The magazine recognised the work of Gianluca Gregori and Jena Meinecke, for using one of the world's most powerful laser facilities to create tiny versions of supernova explosions in the laboratory.
The magazine said, 'Supernovae are massive stellar explosions that leave behind hot, dense clouds of dust and gas that are often beautiful in appearance. One particular remnant, Cassiopeia A, has long puzzled astronomers because of its irregular knotty structure that suggests the presence of very strong magnetic fields. This supernova was simulated by Gregori, Meinecke and colleagues, who fired three laser beams onto a tiny carbon rod in an argon-filled chamber. The exploding rod creates an asymmetric shock wave that expands outwards through the argon gas, much like a real supernova in space.
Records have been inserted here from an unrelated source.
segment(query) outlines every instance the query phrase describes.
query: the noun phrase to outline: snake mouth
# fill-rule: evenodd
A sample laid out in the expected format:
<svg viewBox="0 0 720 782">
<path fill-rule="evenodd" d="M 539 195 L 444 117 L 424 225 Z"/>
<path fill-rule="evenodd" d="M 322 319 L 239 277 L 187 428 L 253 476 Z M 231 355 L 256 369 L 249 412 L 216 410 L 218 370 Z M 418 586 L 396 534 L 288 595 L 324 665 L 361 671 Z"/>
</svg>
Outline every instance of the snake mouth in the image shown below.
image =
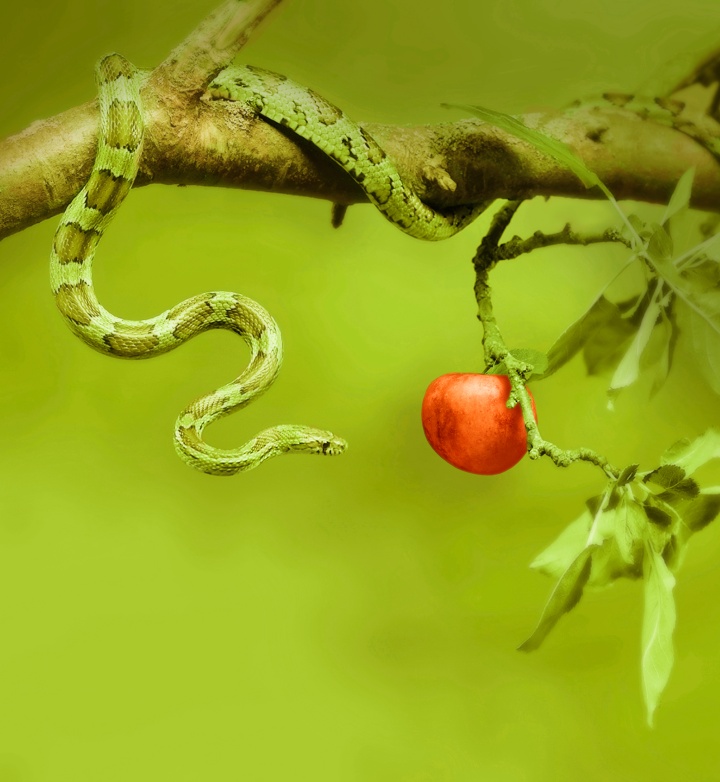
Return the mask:
<svg viewBox="0 0 720 782">
<path fill-rule="evenodd" d="M 341 440 L 340 438 L 325 440 L 325 442 L 322 444 L 322 453 L 325 456 L 335 456 L 336 454 L 342 453 L 346 448 L 347 443 L 345 440 Z"/>
</svg>

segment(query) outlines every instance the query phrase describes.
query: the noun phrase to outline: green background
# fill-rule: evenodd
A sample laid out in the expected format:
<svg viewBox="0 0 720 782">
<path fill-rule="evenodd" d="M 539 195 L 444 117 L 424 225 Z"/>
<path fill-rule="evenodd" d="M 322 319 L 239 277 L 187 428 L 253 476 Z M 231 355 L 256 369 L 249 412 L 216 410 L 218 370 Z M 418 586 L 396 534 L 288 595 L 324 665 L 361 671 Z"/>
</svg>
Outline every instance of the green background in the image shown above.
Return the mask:
<svg viewBox="0 0 720 782">
<path fill-rule="evenodd" d="M 91 98 L 108 51 L 153 66 L 213 5 L 6 9 L 2 132 Z M 243 60 L 360 120 L 441 122 L 460 116 L 443 101 L 520 112 L 632 89 L 717 24 L 716 0 L 295 0 Z M 523 214 L 525 232 L 611 217 L 562 200 Z M 483 478 L 435 456 L 419 421 L 427 384 L 481 368 L 481 225 L 423 244 L 369 206 L 338 231 L 329 216 L 321 201 L 156 186 L 130 195 L 102 242 L 97 288 L 118 315 L 226 289 L 278 320 L 277 384 L 213 427 L 214 443 L 290 422 L 350 441 L 336 459 L 227 479 L 185 467 L 171 433 L 193 396 L 244 366 L 239 340 L 109 360 L 49 294 L 57 219 L 0 245 L 0 780 L 717 779 L 718 530 L 678 579 L 655 730 L 638 584 L 586 596 L 540 651 L 515 651 L 551 587 L 527 565 L 602 476 L 524 460 Z M 508 342 L 547 349 L 622 258 L 555 249 L 504 264 Z M 688 359 L 651 404 L 644 382 L 610 413 L 607 382 L 576 360 L 537 384 L 544 435 L 649 468 L 720 423 Z"/>
</svg>

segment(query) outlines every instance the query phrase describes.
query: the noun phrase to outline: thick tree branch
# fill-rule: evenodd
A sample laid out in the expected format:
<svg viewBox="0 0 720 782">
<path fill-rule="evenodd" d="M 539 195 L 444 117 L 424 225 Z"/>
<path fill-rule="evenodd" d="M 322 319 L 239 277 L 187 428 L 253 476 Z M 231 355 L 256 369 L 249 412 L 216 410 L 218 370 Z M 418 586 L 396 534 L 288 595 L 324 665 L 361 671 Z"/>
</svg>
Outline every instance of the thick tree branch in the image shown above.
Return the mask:
<svg viewBox="0 0 720 782">
<path fill-rule="evenodd" d="M 203 89 L 280 0 L 227 0 L 148 77 L 149 114 L 137 185 L 213 185 L 365 201 L 322 152 Z M 698 111 L 713 136 L 718 126 Z M 681 174 L 697 169 L 692 204 L 720 212 L 720 165 L 683 133 L 616 107 L 523 117 L 567 143 L 619 199 L 666 202 Z M 35 122 L 0 142 L 0 238 L 59 214 L 89 176 L 95 102 Z M 533 147 L 476 120 L 364 126 L 421 197 L 437 206 L 489 198 L 598 198 Z"/>
</svg>

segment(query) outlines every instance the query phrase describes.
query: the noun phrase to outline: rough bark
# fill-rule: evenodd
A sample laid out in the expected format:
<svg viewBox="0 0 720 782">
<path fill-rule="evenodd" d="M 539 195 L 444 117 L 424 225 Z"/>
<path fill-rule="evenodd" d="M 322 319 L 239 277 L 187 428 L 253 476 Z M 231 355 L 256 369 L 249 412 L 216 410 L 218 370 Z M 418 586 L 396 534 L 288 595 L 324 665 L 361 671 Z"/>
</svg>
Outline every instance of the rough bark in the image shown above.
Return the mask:
<svg viewBox="0 0 720 782">
<path fill-rule="evenodd" d="M 241 106 L 204 96 L 207 84 L 280 1 L 226 0 L 148 76 L 148 128 L 136 186 L 240 187 L 339 204 L 366 200 L 312 145 Z M 717 67 L 717 57 L 708 62 Z M 688 77 L 677 86 L 709 83 L 708 73 L 715 71 L 708 62 L 699 71 L 703 78 Z M 698 108 L 697 121 L 720 136 L 720 125 L 703 111 Z M 695 166 L 692 204 L 720 211 L 720 164 L 677 130 L 611 106 L 522 119 L 567 143 L 618 199 L 666 202 L 680 175 Z M 534 195 L 603 197 L 530 145 L 476 120 L 364 127 L 436 207 Z M 93 101 L 0 142 L 0 239 L 66 208 L 89 176 L 97 130 Z"/>
</svg>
A plastic grid, which simulated a "lumpy" distribution of gas in the region of the supernova, was placed in the path of the shock wave, and the result was strong magnetic fields similar to those observed in Cassiopeia A. The technique could also be used to simulate a range of astrophysical processes, say the researchers'.
The top-10 breakthroughs were chosen by a panel of six Physics World editors and reporters, and the criteria for judging the top ten included:
- fundamental importance of research;
- significant advance in knowledge;
- strong connection between theory and experiment; and
- general interest to all physicists.